Was it a 2 wire sensor? One is a +24vdc and the other is a - that gets hooked directly up to the plc card for 4-20 MA 


Sent from my iPhone using Tapatalk


----------



## gpop (May 14, 2018)

24vdc+ transformer to sensor +

Sensor - to plc card +

plc card to - to transformer - 


A lot of people struggle with the idea that the sensor negative can go to the plc plus terminal. Ive heard people refer to it as a less positive wire.

In loop its simple if you think of the circuit as water. (amps equals flow)

A pump (24v power supply) pushes water through the sensor. The sensor acts as a valve restricts the water flow (based on what ever its measuring), The water then goes to a flow meter (the plc card). The plc reads the flow. The water returns to the pump.


----------



## gpop (May 14, 2018)

Kevhuff26 said:


> Hello guys, I have been troubleshooting this system. The transmitter installed was having issues showing readings back through the PLC to the Display for the program. Turns out the issue was a bad probe that attaches to the transmitter and all readings are good now.
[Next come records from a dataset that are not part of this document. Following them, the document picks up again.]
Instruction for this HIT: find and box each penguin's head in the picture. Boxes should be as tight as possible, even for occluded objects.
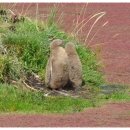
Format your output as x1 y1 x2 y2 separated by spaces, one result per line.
50 39 63 50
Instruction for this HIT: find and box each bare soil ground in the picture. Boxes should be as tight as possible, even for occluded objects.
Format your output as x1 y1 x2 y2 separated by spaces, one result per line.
0 102 130 127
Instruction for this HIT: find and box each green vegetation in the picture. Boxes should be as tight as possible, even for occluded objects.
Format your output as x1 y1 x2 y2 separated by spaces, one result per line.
0 8 104 86
0 84 93 114
0 83 129 114
1 19 71 81
104 91 130 101
98 84 130 103
77 45 104 86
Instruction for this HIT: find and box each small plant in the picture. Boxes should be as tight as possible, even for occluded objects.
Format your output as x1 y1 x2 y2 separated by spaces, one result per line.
0 54 23 83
My question is this, looking at the electrical wiring schematic, the voltage is supplied 24vdc to the same terminals (for power). As well as the 4-20amp ma loop wiring(for PLC communication) Can anyone explain how this can create feedback to the input of a PLC? I’m just not understanding fully how these two terminals for the feed can serve both purposes. Any information is appreciated. Please see pictures attached!


A picture would make this easier but just guessing.
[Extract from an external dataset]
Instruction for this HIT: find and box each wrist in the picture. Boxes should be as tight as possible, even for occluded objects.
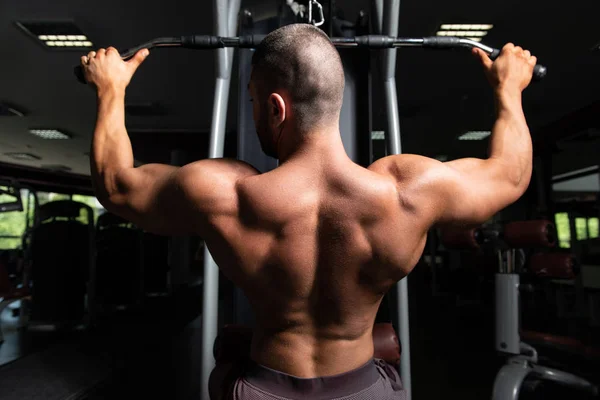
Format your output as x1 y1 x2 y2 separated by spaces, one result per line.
97 85 126 99
494 86 523 114
494 85 522 102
you have a plc power supply thats 24vdc and they are using the same power supply for some anolog sensors. This is simply 2 items using the same power supply. They are not interlinked.


----------



## Kevhuff26 (Dec 17, 2018)

*Thank you everyone!*

I believed you guys answered my question that makes sense. Those were some good explanations. I also referenced the prints for the PLC and can see that the negative goes into an input for the 4-20ma which proves what you guys answered. I guess this one just stumped me. I couldn’t attach the pictures because I’m new to the website and it says I need at least 20 posts. Sorry about that.


----------



## LARMGUY (Aug 22, 2010)

Just go to the controversial part of the forum. You'll fill up those 20 posts fast!


----------



## gpop (May 14, 2018)

Kevhuff26 said:


> I believed you guys answered my question that makes sense. Those were some good explanations. I also referenced the prints for the PLC and can see that the negative goes into an input for the 4-20ma which proves what you guys answered. I guess this one just stumped me. I couldn’t attach the pictures because I’m new to the website and it says I need at least 20 posts. Sorry about that.


Glad we can help.

Just remember that your meter is your friend.

measure across a transmitter terminals and 4 to 20ma will roughly equal 1-5vdc on the meter.

Set your meter to ma and put the leads in the right holes (on the meter) then you can put your meter into the loop any place and see what the plc is seeing.

A 4 to 20 transmitter that is not reading its sensor will read either 4 or 20+ ma. (fail high or low)

A reading of 0 on a 4-20 either means you hooked something up backwards, wiring problem or the transmitter has a problem. 

If you unhook the transmitter the wires should read 24vdc (or close)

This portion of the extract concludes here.